Los vecinos lo visitaban a menudo, pero nadie creía que el templo estuviera habitado, por lo que nadie ofrecía nada, hasta que una niña llevó la primera flor que encontró, cuando aún no había llegado la primavera, y la dejó sobre el altar.

- Hola Dios, aquí te traigo una flor, por si la quieres.

- Hola, gracias por la flor.

- ¿Quién eres? ¿cómo te llamas?, dijo la niña.

- No tengo nombre, solo soy el Dios amigo de Arepo, que construyó este templo para mi.

- Arepo, qué nombre tan bonito, y ¿quién era Arepo?

- Arepo fue mi amigo, era un hombre bondadoso e inteligente, generoso y tranquilo, era un gran hombre. Vivió con su familia en una casa muy cerca de aquí, rodeada de campos y árboles. Hace ya mucho tiempo que se fue, pero aún le echo de menos.

- Me gustaría conocerle, ¿cuando volverá? ¿puedo traerle flores?

- Sí, tráele lo que quieras, yo se lo daré cuando le vea.

- Qué bien, le traeré las cosas que encuentre que más me gustan, ¡hasta mañana Dios de Arepo!

La niña se marchó muy contenta, pensando en qué llevar al templo a la mañana siguiente, cuando regresó con un ramillete de pequeñas margaritas.

- Toma, Dios de Arepo, cuéntame más sobre las cosas que hacíais cuando estabais juntos.

Y así el Dios de las pequeñas cosas contaba a la niña todas las aventuras que había vivido junto a Arepo. 

 

Pasaron las semanas, hasta que una noche, en la oscuridad del templo, se escuchó una voz.

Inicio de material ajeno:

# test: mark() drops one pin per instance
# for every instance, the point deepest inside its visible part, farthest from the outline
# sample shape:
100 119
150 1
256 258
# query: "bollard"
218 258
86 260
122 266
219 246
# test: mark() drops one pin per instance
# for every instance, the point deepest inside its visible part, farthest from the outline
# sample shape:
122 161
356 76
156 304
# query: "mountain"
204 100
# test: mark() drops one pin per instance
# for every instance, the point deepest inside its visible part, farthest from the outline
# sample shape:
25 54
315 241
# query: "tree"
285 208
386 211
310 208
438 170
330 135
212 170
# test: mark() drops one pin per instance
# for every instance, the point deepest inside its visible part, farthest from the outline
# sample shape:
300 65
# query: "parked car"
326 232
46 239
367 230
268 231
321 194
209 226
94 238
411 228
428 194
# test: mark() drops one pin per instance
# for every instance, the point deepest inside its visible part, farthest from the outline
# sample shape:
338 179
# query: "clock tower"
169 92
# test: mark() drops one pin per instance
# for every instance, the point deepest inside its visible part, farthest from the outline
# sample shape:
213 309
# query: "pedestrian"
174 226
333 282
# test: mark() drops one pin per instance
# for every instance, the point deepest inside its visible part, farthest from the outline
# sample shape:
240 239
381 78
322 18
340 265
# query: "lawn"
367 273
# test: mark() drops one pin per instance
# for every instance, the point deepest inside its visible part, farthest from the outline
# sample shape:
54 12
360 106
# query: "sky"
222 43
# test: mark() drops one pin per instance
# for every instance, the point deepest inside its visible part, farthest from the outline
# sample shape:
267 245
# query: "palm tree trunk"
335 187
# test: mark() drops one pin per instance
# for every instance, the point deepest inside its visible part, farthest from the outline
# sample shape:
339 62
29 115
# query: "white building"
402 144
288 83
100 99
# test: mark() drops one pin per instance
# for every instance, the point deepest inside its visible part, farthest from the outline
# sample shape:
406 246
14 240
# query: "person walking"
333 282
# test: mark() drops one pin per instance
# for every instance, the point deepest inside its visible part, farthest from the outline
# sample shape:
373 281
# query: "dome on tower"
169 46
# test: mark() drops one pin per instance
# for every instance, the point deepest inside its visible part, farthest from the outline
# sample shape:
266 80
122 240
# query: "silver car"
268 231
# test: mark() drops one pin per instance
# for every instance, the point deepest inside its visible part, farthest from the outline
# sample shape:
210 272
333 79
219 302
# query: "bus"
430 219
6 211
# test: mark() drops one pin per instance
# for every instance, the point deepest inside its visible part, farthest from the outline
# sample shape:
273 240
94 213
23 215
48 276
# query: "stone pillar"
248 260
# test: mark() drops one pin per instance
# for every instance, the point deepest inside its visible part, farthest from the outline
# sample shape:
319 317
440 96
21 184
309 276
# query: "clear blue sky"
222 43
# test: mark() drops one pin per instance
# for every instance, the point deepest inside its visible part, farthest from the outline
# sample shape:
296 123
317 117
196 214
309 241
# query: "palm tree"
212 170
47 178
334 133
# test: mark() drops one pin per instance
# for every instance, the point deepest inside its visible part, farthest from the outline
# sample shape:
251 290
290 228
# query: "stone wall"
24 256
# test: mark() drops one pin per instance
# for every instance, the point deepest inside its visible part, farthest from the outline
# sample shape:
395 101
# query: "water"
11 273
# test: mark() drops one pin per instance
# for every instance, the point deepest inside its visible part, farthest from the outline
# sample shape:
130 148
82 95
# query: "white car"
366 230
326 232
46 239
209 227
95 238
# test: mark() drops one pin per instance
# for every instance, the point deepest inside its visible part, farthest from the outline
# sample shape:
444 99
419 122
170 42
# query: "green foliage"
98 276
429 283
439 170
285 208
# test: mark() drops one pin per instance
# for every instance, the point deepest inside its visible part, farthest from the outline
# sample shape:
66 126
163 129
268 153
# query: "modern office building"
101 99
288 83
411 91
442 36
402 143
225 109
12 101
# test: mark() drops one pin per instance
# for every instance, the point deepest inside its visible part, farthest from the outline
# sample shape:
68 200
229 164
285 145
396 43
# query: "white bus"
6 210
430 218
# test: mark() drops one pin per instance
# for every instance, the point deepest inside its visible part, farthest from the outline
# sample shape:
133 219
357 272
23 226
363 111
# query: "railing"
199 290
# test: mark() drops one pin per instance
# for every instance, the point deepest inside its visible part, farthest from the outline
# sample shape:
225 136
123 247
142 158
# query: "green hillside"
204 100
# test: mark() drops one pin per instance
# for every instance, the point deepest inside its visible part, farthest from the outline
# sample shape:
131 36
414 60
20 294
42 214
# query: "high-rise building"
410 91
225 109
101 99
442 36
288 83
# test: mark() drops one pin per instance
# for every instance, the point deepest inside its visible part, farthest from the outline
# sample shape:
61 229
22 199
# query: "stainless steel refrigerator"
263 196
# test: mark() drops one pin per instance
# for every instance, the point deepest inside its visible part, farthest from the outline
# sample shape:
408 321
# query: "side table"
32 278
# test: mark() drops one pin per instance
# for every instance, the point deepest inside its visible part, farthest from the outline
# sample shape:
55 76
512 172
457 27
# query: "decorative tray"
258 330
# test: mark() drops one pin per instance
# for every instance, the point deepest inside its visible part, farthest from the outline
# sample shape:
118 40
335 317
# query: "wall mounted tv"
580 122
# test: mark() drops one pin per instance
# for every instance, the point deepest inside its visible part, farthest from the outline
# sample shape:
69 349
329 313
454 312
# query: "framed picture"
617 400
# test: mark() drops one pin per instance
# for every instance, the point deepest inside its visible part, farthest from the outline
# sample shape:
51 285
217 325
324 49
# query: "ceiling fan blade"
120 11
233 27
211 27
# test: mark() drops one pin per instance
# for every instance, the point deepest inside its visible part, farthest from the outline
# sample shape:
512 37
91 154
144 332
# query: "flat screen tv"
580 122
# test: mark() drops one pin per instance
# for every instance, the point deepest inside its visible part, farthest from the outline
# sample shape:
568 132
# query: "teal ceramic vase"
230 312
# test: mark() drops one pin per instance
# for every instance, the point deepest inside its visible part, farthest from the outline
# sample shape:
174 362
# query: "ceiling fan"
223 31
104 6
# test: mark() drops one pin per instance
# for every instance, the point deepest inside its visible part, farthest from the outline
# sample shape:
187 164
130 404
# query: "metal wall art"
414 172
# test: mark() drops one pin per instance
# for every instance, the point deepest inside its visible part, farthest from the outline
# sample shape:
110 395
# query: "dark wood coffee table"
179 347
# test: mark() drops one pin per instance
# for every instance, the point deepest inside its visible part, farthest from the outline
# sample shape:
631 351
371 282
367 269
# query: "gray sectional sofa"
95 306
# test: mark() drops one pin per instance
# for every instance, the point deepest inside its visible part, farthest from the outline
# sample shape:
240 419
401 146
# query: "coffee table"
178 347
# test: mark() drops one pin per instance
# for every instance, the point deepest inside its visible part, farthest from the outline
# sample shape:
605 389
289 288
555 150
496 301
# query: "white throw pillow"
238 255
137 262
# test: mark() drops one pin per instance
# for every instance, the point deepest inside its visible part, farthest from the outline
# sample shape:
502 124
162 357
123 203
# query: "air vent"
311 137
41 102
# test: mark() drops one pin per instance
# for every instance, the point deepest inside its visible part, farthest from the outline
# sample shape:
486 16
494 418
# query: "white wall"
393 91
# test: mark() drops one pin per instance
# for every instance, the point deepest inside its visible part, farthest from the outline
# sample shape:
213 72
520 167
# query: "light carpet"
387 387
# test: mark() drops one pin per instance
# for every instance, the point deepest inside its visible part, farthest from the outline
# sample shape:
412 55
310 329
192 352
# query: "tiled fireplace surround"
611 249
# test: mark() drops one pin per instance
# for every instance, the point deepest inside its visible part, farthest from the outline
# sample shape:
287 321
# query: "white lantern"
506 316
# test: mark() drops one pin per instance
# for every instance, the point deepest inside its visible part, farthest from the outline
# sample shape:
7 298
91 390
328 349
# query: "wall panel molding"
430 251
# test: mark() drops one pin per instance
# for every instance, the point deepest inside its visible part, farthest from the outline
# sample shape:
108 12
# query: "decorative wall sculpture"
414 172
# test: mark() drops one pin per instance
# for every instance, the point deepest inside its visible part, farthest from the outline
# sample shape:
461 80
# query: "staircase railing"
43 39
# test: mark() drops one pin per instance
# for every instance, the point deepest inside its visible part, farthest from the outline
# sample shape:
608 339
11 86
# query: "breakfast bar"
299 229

Era la voz de Arepo.

- Hola querido amigo, he vuelto.

- No es posible, no puedo creerlo, ¡cuánto te he echado de menos!

- También me cuesta creerlo, pero no sé bien cómo, ahora soy un Dios y por eso he podido volver.

- Creo que la fe de una pequeña niña y sus oraciones y ofrendas te han traído hasta aquí. Le hable de nuestra amistad y te ha traído de vuelta, ¿qué Dios eres? aunque creo saber la respuesta.

- Sí, soy el Dios de la amistad, de la devoción y la confianza, de la lealtad. Soy el Dios del compromiso y el sacrificio. De la fe en la bondad de los demás, de la esperanza, y creo que tú has tenido mucho que ver, mi querido amigo.

- Ahora podremos estar juntos para siempre, me alegro mucho de que estés aquí, y ¿sabes? ya tengo un nombre.

- ¿Sí? bueno, eres el Dios de las pequeñas cosas…

- No, ya no, ahora soy el Dios de Arepo.

 

NOTA: Me hubiera gustado, muchísimo, haber tenido la idea del Dios de las pequeñas cosas, pero no es mía, es fruto de una historia colaborativa que se puede leer aquí:

The God of Arepo

Necesitaba reescribirla con mis propias palabras, sin más, pero ya se sabe que cuando empiezas a escribir nunca sabes donde vas a acabar, así que la historia es algo diferente.